Scholz et le SPD veulent un renouveau
Mobilisant ses supporters à Cologne, le candidat du SPD Olaf Scholz a lui promis d’incarner le «renouveau» après quatre mandats et 16 ans de pouvoir d’Angela Merkel, dont il est ministre des Finances depuis 2018. «Nous avons besoin d’un changement de gouvernement et nous voulons un gouvernement dirigé par le SPD», a clamé ce centriste, qui a pourtant joué sur son expérience de gestionnaire, dans la lignée d’Angela Merkel, pour faire campagne.
Portés par les préoccupations climatiques des électeurs, les Verts devraient jouer un rôle central dans le futur gouvernement. Leur candidate Annalena Baerbock obtiendrait pourrait s’adjuger, selon les sondages, la troisième place du scrutin, devant le parti libéral emmené par Christian Lindner. Elle s’est jointe vendredi à la manifestation pour le climat organisée à Cologne avant de boucler sa campagne non loin de là, à Düsseldorf.

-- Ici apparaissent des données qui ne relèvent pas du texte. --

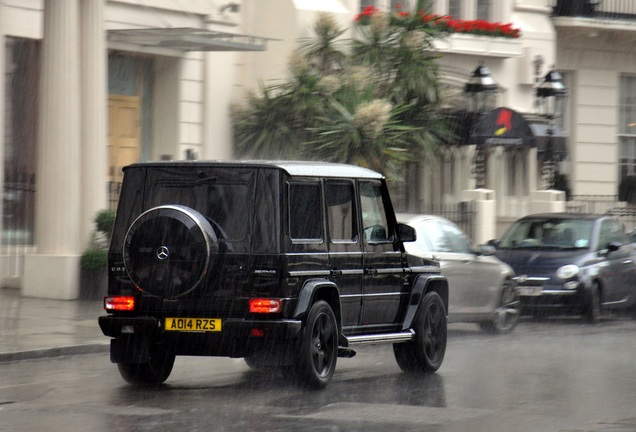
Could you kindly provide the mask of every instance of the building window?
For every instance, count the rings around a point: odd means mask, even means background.
[[[360,0],[360,11],[369,6],[374,6],[382,10],[410,10],[409,0]]]
[[[510,149],[505,153],[505,158],[509,180],[506,195],[511,197],[528,195],[528,167],[526,164],[528,152],[523,149]]]
[[[2,244],[32,245],[40,42],[8,37]]]
[[[463,0],[448,0],[448,14],[453,18],[460,19],[462,16]]]
[[[619,183],[636,174],[636,75],[624,75],[620,82]]]
[[[490,4],[492,0],[477,0],[477,19],[490,21]]]

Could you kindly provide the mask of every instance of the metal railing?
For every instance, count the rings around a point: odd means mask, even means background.
[[[552,16],[636,21],[633,0],[552,0]]]
[[[618,195],[573,195],[566,203],[571,213],[608,214],[618,218],[628,231],[636,228],[636,206],[619,201]]]
[[[472,201],[462,201],[456,204],[421,204],[419,213],[446,218],[460,227],[468,237],[473,238],[475,208]]]
[[[117,210],[120,193],[121,182],[108,182],[108,208],[110,210]]]

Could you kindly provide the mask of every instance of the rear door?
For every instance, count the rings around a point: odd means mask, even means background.
[[[362,323],[398,321],[400,302],[408,296],[403,254],[395,239],[395,220],[388,192],[380,181],[360,182],[364,250]]]
[[[602,301],[618,302],[631,294],[630,287],[634,283],[632,245],[625,236],[623,226],[616,220],[603,220],[599,231],[599,250],[607,249],[609,243],[622,244],[618,250],[607,253],[601,276],[604,285]]]
[[[351,180],[326,180],[324,195],[330,279],[340,291],[342,325],[352,327],[359,325],[361,320],[363,275],[355,183]]]

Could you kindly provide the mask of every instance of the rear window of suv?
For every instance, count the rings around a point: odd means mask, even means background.
[[[249,190],[244,183],[158,181],[150,189],[147,208],[166,203],[190,207],[211,221],[217,235],[237,242],[248,233]]]

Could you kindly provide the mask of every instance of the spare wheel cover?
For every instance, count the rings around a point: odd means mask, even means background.
[[[211,223],[186,206],[142,213],[124,241],[124,265],[140,290],[176,298],[195,289],[215,265],[219,244]]]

Dans leurs programmes électoraux, les trois principaux candidats ont fait de la protection de l’environnement l’une de leurs priorités pour les quatre prochaines années, s’engageant à agir pour limiter le réchauffement climatique mondial à 1,5°C. Pendant la campagne électorale, à la mi-juillet, l’Allemagne a été frappée par des inondations meurtrières, qui ont fait plus de 180 morts dans l’ouest du pays et sont directement liées au changement climatique, selon les experts.
L’objectif de neutralité climatique fait consensus entre les partis allemands, tout comme le développement des énergies renouvelables. Mais les délais et moyens pour y parvenir font débat, entre la gauche favorable à une large intervention de l’État et la droite qui mise sur le secteur privé.